Nehru wanted India to be modern in science and technology and secular in matters of religion. He founded the IITs that are devoted to technology education. Later, in the 1960s, Jawaharlal Nehru University was founded to focus on the sciences, humanities and arts. This division between science and technology and the humanities in establishing institutions of higher learning was a flawed concept. They should have been combined in one institution to produce scientists and entrepreneurs who would be equally immersed in the humanities. A new leadership with a scientific mind and a humanist soul may have emerged. But it didn’t happen.

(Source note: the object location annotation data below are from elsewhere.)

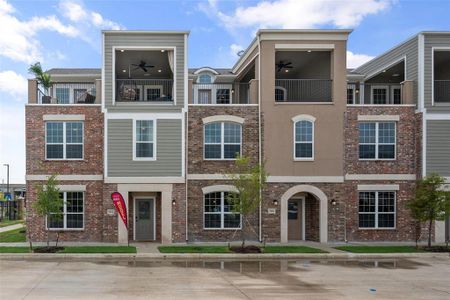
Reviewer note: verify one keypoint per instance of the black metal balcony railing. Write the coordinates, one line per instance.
(67, 93)
(303, 90)
(221, 93)
(144, 90)
(442, 91)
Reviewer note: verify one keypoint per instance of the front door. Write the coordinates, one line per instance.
(295, 219)
(144, 219)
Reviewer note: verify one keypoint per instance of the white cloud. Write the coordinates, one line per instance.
(355, 60)
(296, 14)
(14, 85)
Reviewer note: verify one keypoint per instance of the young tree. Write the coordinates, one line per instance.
(431, 202)
(249, 180)
(49, 204)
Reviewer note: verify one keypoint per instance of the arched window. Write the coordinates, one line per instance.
(218, 212)
(222, 140)
(303, 137)
(204, 78)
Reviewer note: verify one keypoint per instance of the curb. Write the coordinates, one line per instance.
(206, 256)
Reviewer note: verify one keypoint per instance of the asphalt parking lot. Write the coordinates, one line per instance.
(427, 278)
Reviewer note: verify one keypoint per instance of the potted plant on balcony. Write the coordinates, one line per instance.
(44, 79)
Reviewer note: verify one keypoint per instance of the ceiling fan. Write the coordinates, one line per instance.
(283, 65)
(142, 65)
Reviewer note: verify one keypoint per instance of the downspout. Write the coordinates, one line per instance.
(259, 133)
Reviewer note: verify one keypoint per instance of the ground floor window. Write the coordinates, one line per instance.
(218, 212)
(71, 215)
(377, 209)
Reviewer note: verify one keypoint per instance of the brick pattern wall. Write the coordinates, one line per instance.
(406, 142)
(195, 219)
(35, 141)
(196, 163)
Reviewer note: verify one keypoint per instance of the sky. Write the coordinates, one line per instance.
(67, 33)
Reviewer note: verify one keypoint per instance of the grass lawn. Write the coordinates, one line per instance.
(194, 249)
(14, 250)
(380, 249)
(291, 249)
(5, 223)
(13, 236)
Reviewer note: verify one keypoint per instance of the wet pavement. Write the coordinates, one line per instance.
(427, 278)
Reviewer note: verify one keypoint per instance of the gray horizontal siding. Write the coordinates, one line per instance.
(168, 153)
(408, 49)
(433, 40)
(153, 40)
(438, 147)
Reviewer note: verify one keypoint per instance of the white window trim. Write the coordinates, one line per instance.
(135, 158)
(377, 143)
(284, 91)
(377, 212)
(373, 87)
(297, 119)
(222, 141)
(156, 87)
(64, 143)
(222, 213)
(65, 214)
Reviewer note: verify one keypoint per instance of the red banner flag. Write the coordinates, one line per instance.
(119, 203)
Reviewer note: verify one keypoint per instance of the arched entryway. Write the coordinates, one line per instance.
(323, 209)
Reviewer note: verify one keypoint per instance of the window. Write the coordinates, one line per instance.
(144, 146)
(71, 215)
(64, 140)
(218, 212)
(204, 78)
(396, 95)
(377, 209)
(222, 140)
(223, 96)
(280, 94)
(304, 139)
(377, 140)
(63, 95)
(379, 95)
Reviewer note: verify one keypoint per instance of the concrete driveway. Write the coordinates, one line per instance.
(128, 279)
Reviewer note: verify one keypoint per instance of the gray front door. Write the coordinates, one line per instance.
(144, 218)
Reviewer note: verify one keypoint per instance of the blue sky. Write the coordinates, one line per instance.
(66, 33)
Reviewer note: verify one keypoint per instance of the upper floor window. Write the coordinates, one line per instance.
(144, 140)
(71, 215)
(304, 139)
(218, 212)
(204, 78)
(222, 140)
(377, 209)
(64, 140)
(377, 140)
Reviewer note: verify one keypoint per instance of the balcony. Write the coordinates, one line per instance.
(144, 90)
(303, 90)
(67, 93)
(442, 91)
(221, 93)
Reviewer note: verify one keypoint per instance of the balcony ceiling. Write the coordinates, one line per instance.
(156, 58)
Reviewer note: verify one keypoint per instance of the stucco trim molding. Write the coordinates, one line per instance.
(300, 179)
(378, 187)
(223, 118)
(65, 177)
(379, 118)
(323, 203)
(303, 117)
(63, 117)
(380, 177)
(219, 188)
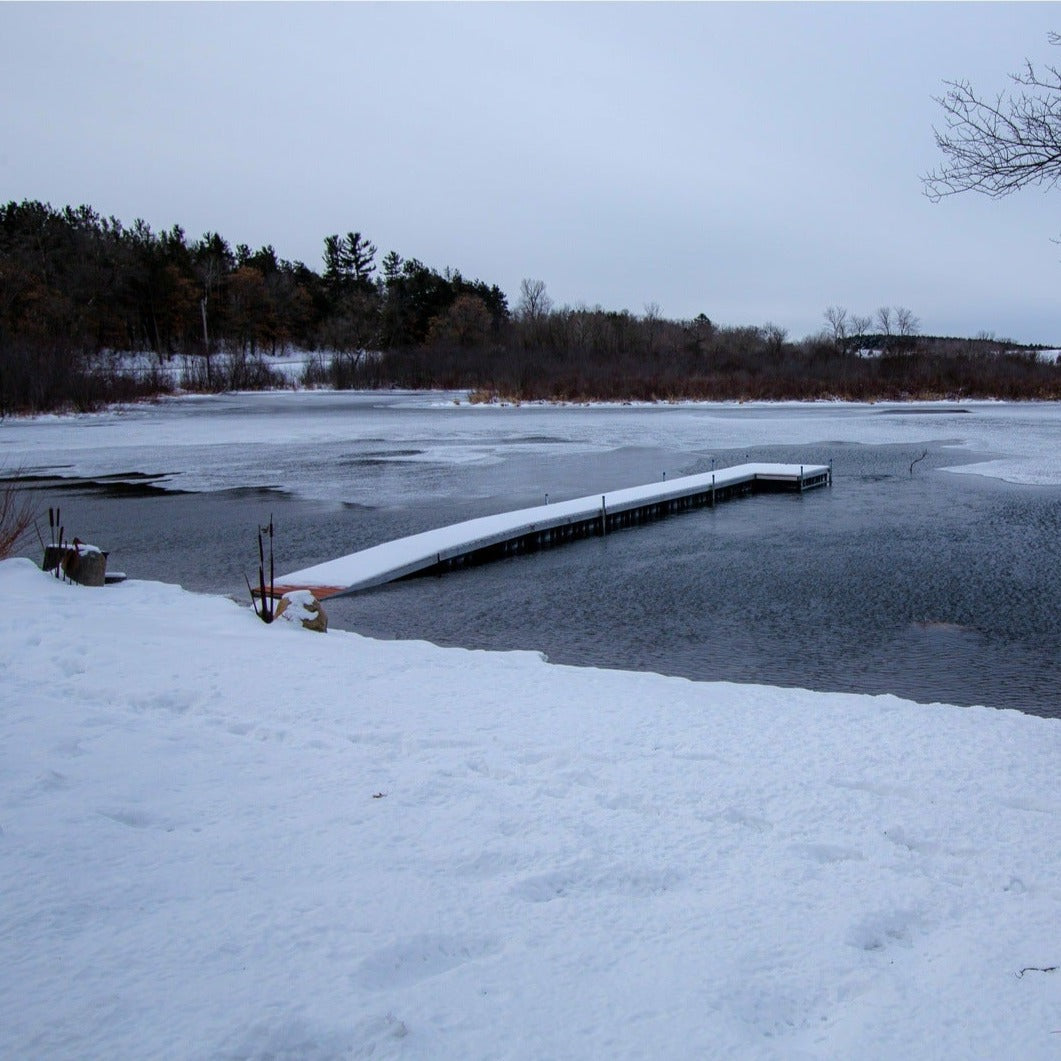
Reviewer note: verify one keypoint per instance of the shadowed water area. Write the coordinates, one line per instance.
(928, 585)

So, India has seen a clash between the PB Mehta personality with the Modi personality. These are two personalities with two different orientations and grooming. One has become academic and intellectual and the other controls the masses. Nehru’s vision was right, but the way he went about executing his vision and laying the foundations to realise that vision turned out to be flawed. People like Mehta, educated in institutions with St prefixes, such as St Edward, St Xavier’s, and St John’s (at Oxford), and Princeton have received liberal arts education that has helped cultivate a cosmopolitan, secular outlook while Modi and Shah, raised in the sakhas of the RSS and in the principles of Hindutva ideologues have ingrained in them a parochial worldview.
And these new tycoons of new technology, confused about their conflicting desires (at once Hindu nationalist and world-class cosmopolitans) have run into the whirlwind of a paradox and bowed to the pressures of the Modi government. Mehta resigned from his Ashoka University position because these founding tycoons let him know that he had become ‘a political liability’ for the university as a result of his writing against the Modi government’s growing intolerance of critical voices and practices of different faiths. But a few days after Mehta wrote an open letter to the students, the University coaxed Mehta and his colleague who had also resigned in support of Mehta to issue a joint statement acknowledging the ‘lapse’ in the process and affirming AU’s commitment to academic freedom and autonomy.
This development may be viewed as an example of growing pains, but also can be seen as the result of clashing worldviews and values between the political class of India and its intellectual class, the former the product more and more of Hindu and local values and the latter Anglophone, Western and cosmopolitan. In Nepal, too, we have seen time and again the conflict between the nationalist locally-educated home or prime minister and the well-educated academic and intellectual class in making university appointments and running Nepal’s universities. As long as this cosmopolitan intellectual class doesn’t teach itself to speak like Modi and get into politics, and as long as the Mehtas do not replace the Modis in politics, India’s woes will continue—and not just in higher education.